NY Times' George H.W. Bush Obituary Can't Avoid Fake News About Supermarket Scanner

December 1st, 2018 12:51 PM

New York Times reporter Adam Nagourney’s front-page obituary for President George H.W. Bush, who passed away Friday night at his Houston home at age 94, was in the main, a respectful effort. But it was marred by the inclusion of a liberal media legend that won’t die: The myth of Bush touring the floor of a grocery store trade show in February 1992 during his re-election campaign, and supposedly staring in baffled wonderment at a conventional supermarket price scanner. It was a phony anecdote forwarded by reporter Andrew Rosenthal (who wasn’t even there) to paint the first Bush as an out-of-touch patrician.

Nagourney recounted the fake incident under the subhead “A Measured Aristocrat.”

His critics saw him as out of touch with ordinary Americans, pointing to what they portrayed as his amazed reaction during a demonstration of a supermarket scanner when he visited a grocers’ convention while president. (He later insisted that he had not been surprised.)

The story came with a file photo of Bush looking at the scanner, and the caption underlined the fake news: “Critics saw Mr. Bush as out of touch with ordinary Americans during a demonstration of a supermarket scanner at a grocers’ convention in Orlando, Fla., in February 1992.”

In 1992, Rosenthal, who wasn’t even present, relied on a brief pool report to conjure up the anecdote. He would later serve nine years as the paper’s editorial page editor and prove himself among the most shamelessly partisan and often hysterically anti-Republican journalists at the New York Times (and that’s some pretty stiff competition).

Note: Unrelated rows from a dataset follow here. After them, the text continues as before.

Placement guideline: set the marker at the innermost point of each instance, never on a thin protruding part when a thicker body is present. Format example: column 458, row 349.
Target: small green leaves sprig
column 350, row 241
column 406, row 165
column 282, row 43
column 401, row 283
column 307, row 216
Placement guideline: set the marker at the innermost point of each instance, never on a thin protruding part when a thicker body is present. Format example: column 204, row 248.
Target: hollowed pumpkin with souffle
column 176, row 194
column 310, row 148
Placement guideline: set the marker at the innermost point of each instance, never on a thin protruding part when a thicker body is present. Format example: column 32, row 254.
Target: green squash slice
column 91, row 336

Rosenthal wrote at the time:

Today, for instance, [Bush] emerged from 11 years in Washington’s choicest executive mansions to confront the modern supermarket. Visiting the exhibition hall of the National Grocers Association convention here, Mr. Bush lingered at the mock-up of a checkout lane. He signed his name on an electronic pad used to detect check forgeries.

“If some guy came in and spelled George Bush differently, could you catch it?” the President asked. “Yes,” he was told, and he shook his head in wonder.

Then he grabbed a quart of milk, a light bulb and a bag of candy and ran them over an electronic scanner. The look of wonder flickered across his face again as he saw the item and price registered on the cash register screen.

....

Marlin Fitzwater, the White House spokesman, assured reporters that he had seen the President in a grocery store. A year or so ago. In Kennebunkport.

Some grocery stores began using electronic scanners as early as 1976, and the devices have been in general use in American supermarkets for a decade.

Even the left-leaning fact-checkers at Snopes didn’t bite on the Times’ anti-Bush interpretation or the paper’s subsequent defense of its coverage.

Jonah Goldberg, looking back in 2008 at the 1992 incident, noted the political impact of the paper’s fakery:

...The New York Times -- which had no reporter at the scene -- took it upon itself to offer a politically devastating misinterpretation unsupported by any participants or witnesses and nearly two decades later Democrats are still dishonestly using this story to prove, well, whatever they want.